PORT HURON, Mich. (WXYZ) — "It was scary. We thought it was a mini tornado or something," said Jonothan Grewe as he and his wife secured their one-year-old baby in the car to get something to eat.
The Port Huron family remained without power Friday and everything in their house runs on electricity.
"It was hot and sticky last night, and he's hungry, and we cook all his food so we're going to go get some Denny's probably," said Megan Grewe.
DTE Energy said about 90,000 customers in southeast Michigan lost power in Thursday's storm, and crews were able to restore 30,000 of those customers overnight.
The remaining 60,000 customers are expected to be back on line by Saturday. And because often more than one person lives in a residence, the number of those actually affected could be in the hundreds of thousands.

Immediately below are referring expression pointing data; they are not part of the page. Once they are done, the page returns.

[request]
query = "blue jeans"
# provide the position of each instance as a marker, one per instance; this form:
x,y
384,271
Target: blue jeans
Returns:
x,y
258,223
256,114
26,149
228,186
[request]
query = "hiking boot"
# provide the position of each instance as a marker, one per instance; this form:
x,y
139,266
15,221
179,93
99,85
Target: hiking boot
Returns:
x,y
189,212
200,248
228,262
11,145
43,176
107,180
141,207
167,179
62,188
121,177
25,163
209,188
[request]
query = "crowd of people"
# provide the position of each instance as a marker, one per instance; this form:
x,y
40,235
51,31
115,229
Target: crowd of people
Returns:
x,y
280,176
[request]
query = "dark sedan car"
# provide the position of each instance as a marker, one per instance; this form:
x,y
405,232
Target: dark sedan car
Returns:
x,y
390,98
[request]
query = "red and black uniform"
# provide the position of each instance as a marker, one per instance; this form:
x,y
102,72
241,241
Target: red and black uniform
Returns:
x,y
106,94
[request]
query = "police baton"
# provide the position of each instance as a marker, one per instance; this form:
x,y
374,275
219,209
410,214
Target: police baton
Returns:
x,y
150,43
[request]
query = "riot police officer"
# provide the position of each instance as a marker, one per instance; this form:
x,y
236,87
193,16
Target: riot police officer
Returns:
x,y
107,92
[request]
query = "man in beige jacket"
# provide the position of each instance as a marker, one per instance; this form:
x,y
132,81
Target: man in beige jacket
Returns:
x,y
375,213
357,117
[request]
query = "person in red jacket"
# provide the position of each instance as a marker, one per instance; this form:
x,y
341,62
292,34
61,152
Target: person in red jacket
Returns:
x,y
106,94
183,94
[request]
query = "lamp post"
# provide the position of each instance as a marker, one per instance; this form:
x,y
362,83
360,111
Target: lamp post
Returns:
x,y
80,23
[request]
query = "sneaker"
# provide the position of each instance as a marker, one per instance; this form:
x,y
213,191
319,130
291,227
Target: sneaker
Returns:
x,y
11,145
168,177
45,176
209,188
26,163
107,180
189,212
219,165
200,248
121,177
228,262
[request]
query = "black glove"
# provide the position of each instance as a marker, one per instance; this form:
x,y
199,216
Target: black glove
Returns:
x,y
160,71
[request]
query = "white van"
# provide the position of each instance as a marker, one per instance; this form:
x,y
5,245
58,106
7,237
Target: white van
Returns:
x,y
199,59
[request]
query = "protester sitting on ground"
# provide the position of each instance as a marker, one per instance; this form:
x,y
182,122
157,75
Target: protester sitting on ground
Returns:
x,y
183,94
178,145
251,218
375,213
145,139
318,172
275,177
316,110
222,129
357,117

A tree came crashing onto the house where Dorian Williams lives.
"My life flashed before my eyes, truthfully," Williams told 7 Action News.
Williams, who works a midnight shift, was asleep when the storm started but the noise woke him up. He said he usually goes to the bathroom first but something told him to go into the kitchen where he closed a window.
Seconds later is when Williams said the tree hit the bathroom area of the house.
"My bathroom is destroyed," he said. But Williams is thankful, fearing he would've been struck in the head if he'd been in the bathroom when the tree hit.
In another part of town, Cheryl Martin had just lowered her patio umbrella when there was a loud noise outside. It was a power pole snapping causing part of it to land on the duplex where Martin lives.
Thursday night, Martin said fire officials told everyone they had to evacuate the building.
"I was actually afraid to touch the door because it's metal," Martin said.
She added that there were power lines "draped" all over the house. "It's scary especially because the house could have caught on fire."